Le chantier de dépollution de l’ancien site d’Enedis, situé rue Marcel Paul à La Rochelle, devrait durer entre huit et neuf mois. Réalisés sous une tente de confinement et sans interruption, les travaux ont été présentés par le préfet Brice Blondel à quelques jours de son départ de Charente-Maritime.
Ce fut l’un des dossiers majeurs de son passage en Charente-Maritime. À l’aube de son départ du département, le préfet Brice Blondel est revenu sur le complexe chantier de dépollution de la rue Marcel Paul. Cette opération, marquée par plusieurs rebondissements ces dernières années, devrait cette fois aller à son terme grâce à la mise en place d’un nouveau protocole, a-t-il indiqué devant la presse.
Après plusieurs réunions d’information organisées avec les riverains, les établissements scolaires et l’association Zéro Toxic, Brice Blondel a précisé qu’il restait « huit à neuf mois » de travaux. Ceux-ci devraient débuter une fois les épreuves du baccalauréat terminées. « Il faut vraiment s’assurer que nous laissons un site compatible avec les usages qui en seront faits », a expliqué le représentant de l’État en Charente-Maritime.
La clause des 5 ans "a vocation a sauter"
Brice Blondel reconnaît des « dysfonctionnements » dans les protocoles précédemment mis en œuvre. Les services de l’État ont travaillé avec l’ensemble des acteurs concernés, notamment la Ville de La Rochelle et l’entreprise chargée de la dépollution, afin de mettre en place un dispositif permettant d’aller au terme du chantier sans nouvelle interruption.
Les travaux reprendront ainsi sous une tente de confinement destinée à éviter toute émanation de polluants dans l’air lors de l’extraction des terres contaminées.
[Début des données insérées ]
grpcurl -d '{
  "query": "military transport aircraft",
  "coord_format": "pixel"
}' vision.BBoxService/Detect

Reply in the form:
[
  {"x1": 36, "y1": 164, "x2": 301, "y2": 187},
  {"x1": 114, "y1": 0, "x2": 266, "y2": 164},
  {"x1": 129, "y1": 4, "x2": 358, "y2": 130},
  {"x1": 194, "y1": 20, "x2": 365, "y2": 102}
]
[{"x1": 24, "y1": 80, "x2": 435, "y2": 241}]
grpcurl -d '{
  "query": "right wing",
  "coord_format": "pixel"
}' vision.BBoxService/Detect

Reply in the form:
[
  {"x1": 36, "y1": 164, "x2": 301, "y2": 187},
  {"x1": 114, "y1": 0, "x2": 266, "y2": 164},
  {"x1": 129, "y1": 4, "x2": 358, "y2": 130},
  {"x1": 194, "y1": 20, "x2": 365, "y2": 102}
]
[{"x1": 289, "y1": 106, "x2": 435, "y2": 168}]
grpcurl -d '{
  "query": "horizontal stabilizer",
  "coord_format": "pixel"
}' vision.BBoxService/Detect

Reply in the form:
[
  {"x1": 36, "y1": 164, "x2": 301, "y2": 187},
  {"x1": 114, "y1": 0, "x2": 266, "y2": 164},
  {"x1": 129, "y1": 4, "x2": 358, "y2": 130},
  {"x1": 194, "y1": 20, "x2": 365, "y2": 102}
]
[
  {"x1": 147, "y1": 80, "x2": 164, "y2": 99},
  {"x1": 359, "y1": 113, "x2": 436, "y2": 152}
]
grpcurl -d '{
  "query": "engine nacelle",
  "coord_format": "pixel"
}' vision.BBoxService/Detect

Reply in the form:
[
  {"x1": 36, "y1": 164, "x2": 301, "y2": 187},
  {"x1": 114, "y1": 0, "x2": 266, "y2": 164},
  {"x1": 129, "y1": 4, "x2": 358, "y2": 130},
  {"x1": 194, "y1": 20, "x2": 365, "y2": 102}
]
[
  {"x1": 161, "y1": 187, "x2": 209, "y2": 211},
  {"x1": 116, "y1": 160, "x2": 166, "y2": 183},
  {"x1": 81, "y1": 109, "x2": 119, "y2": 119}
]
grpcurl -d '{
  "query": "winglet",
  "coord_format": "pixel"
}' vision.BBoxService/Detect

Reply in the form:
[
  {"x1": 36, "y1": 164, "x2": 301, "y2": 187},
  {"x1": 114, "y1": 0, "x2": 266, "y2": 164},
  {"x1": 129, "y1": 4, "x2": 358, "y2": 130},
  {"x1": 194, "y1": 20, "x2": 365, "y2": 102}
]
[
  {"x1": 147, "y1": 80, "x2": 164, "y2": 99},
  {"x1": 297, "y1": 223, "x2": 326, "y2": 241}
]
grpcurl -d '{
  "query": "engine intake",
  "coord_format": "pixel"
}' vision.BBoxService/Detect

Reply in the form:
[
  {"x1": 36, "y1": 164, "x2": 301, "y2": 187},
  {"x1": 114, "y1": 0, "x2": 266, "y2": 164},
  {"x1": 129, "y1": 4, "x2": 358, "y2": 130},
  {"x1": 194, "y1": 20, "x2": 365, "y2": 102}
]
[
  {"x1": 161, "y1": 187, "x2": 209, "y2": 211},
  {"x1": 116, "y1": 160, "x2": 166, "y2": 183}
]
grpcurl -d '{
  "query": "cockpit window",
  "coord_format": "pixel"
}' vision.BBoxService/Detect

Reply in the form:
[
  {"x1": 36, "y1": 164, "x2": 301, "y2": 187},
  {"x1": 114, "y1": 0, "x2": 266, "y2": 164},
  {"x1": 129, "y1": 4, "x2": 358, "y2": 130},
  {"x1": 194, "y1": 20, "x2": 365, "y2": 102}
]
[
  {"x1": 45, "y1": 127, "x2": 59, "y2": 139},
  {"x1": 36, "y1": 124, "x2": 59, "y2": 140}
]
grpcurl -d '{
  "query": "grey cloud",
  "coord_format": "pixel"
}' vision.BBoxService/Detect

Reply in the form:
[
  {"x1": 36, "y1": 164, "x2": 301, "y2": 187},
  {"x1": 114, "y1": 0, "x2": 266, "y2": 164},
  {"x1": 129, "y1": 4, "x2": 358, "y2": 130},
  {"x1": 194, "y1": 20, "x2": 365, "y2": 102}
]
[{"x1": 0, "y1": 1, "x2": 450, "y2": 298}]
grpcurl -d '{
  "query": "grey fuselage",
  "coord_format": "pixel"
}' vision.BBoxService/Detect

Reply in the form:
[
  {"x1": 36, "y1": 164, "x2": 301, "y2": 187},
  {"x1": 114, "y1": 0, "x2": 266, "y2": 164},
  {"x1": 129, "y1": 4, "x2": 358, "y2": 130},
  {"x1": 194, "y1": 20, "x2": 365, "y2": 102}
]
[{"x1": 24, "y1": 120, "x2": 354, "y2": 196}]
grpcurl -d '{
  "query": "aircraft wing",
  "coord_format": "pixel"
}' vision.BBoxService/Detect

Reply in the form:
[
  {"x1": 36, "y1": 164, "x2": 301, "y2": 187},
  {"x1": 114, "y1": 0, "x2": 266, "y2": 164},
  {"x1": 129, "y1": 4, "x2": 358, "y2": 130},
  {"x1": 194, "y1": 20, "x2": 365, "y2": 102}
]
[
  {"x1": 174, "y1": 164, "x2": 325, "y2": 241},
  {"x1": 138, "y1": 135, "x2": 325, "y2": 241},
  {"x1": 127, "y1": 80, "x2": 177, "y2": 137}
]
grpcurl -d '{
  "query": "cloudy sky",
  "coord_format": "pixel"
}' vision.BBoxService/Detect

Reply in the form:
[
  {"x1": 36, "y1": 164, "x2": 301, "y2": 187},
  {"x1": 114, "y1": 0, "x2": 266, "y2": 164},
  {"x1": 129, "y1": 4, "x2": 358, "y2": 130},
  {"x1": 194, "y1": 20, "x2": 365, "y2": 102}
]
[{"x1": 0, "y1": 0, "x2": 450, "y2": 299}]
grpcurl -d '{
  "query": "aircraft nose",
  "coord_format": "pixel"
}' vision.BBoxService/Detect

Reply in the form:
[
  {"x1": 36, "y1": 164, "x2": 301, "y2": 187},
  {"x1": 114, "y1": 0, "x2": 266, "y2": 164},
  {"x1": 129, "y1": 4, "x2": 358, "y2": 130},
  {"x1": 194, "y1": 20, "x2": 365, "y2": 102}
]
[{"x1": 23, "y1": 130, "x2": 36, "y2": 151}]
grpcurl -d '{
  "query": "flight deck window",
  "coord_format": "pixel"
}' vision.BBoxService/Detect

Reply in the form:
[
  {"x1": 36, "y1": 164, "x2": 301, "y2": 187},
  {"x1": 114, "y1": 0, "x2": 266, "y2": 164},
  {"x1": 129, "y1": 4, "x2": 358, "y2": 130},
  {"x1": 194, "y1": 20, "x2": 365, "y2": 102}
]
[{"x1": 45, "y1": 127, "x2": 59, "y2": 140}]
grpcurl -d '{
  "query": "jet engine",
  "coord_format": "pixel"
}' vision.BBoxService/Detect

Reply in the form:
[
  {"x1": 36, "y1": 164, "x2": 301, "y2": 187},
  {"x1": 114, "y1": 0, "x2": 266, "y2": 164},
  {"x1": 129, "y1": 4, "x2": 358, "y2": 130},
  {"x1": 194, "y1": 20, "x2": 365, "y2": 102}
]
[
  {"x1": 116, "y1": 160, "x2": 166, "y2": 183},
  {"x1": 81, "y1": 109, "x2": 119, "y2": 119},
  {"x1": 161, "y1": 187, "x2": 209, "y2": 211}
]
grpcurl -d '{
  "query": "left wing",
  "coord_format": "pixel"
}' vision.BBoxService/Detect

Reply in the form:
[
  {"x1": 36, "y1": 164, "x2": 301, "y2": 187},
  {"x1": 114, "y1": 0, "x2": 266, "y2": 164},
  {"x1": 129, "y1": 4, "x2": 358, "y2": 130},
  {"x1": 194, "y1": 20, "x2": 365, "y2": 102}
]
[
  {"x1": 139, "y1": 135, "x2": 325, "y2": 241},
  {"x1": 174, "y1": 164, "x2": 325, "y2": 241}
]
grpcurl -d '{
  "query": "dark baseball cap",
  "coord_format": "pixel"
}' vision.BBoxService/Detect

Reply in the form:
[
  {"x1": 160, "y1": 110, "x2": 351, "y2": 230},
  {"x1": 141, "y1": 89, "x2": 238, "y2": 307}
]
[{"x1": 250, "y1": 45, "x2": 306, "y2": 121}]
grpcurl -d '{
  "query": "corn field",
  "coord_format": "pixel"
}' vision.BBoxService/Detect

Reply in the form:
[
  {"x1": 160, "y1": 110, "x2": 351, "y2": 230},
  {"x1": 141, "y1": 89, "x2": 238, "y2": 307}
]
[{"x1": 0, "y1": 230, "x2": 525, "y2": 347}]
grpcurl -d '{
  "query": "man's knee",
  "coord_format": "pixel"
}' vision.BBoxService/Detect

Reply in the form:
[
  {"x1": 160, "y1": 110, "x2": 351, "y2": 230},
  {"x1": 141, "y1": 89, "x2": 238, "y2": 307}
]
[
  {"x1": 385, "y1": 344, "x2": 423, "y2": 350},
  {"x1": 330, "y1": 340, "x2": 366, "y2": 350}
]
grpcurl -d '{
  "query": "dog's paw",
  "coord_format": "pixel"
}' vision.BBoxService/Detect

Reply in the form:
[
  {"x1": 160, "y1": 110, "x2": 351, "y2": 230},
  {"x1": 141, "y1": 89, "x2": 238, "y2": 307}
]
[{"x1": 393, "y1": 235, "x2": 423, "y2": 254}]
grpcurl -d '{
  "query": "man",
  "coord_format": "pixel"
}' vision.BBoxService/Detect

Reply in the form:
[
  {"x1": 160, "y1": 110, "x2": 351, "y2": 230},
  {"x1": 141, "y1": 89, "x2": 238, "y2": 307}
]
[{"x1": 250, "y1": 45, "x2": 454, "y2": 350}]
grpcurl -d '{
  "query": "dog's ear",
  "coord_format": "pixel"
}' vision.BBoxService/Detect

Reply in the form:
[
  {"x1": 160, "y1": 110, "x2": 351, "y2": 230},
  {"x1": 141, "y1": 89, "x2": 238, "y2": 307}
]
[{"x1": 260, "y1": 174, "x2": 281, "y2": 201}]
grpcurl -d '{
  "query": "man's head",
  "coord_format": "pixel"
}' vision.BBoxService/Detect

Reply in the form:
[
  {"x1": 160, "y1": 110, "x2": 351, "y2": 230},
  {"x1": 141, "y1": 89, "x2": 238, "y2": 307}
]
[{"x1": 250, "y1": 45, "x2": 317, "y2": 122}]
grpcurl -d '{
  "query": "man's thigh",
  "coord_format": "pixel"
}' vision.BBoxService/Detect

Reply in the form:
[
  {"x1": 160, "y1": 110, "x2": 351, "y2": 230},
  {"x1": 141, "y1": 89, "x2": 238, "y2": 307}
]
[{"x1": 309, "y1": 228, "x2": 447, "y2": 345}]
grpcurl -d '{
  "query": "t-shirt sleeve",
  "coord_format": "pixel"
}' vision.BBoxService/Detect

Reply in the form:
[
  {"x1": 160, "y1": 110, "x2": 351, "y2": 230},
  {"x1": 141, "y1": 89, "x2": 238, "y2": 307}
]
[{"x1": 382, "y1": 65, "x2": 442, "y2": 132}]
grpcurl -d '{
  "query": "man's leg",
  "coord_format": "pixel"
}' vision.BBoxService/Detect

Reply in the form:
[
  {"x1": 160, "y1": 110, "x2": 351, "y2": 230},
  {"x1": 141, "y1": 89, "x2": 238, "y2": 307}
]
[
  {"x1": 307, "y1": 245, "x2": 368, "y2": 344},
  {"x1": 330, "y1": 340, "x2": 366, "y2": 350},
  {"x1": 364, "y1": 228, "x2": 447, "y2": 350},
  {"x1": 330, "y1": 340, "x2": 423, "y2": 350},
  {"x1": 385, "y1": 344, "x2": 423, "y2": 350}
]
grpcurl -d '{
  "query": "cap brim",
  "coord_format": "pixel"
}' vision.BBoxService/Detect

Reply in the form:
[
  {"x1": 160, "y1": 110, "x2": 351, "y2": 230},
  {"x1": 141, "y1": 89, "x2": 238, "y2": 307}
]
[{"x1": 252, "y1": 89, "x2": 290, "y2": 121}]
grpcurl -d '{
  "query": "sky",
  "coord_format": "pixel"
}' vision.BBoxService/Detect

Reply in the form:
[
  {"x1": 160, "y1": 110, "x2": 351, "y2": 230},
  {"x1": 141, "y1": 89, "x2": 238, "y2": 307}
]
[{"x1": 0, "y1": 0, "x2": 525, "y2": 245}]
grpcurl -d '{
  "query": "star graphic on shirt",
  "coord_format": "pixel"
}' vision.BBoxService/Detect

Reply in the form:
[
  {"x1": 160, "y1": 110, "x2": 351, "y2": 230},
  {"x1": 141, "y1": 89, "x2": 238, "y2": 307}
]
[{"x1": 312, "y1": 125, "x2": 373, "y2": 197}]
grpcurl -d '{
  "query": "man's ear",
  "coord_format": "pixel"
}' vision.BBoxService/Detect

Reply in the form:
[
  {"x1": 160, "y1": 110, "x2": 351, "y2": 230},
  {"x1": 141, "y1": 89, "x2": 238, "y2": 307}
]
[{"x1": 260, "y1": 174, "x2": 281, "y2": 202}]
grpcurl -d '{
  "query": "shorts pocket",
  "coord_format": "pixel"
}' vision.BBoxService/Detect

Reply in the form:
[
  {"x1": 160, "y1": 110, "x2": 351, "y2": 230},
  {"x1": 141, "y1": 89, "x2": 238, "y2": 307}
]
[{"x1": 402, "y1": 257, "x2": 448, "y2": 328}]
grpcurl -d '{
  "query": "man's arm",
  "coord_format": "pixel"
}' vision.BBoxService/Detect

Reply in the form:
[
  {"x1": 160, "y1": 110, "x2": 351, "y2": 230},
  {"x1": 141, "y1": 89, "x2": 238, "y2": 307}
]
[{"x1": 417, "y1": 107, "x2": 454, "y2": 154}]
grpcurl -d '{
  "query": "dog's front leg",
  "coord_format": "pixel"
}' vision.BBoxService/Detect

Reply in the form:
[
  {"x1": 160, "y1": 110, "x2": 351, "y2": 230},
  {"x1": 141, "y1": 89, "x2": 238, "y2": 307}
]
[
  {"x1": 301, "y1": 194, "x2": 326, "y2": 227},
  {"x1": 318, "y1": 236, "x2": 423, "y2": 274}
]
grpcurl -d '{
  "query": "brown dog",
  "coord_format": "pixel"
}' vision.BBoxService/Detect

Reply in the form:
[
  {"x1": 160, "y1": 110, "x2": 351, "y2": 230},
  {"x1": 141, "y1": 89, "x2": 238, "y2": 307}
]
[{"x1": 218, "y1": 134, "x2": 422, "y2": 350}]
Fervent défenseur de la transparence autour de ce dossier depuis son lancement, le préfet de Charente-Maritime a indiqué que l’arrêté préfectoral, fondé sur un protocole élaboré avec le BRGM (Bureau de recherches géologiques et minières), devrait être signé dans les prochains jours. L’objectif est d’éviter tout nouvel incident grâce à un niveau de précaution et à des moyens déployés inédits, alors que ce chantier est désormais « regardé dans toute la France ».
Le préfet a par ailleurs indiqué que la clause limitant à cinq ans la durée de résidence des étudiants dans les logements concernés « a vocation à disparaître ». Cette décision dépendra toutefois des résultats de l’analyse des risques résiduels, qui devra déterminer si le site est pleinement compatible avec un usage résidentiel.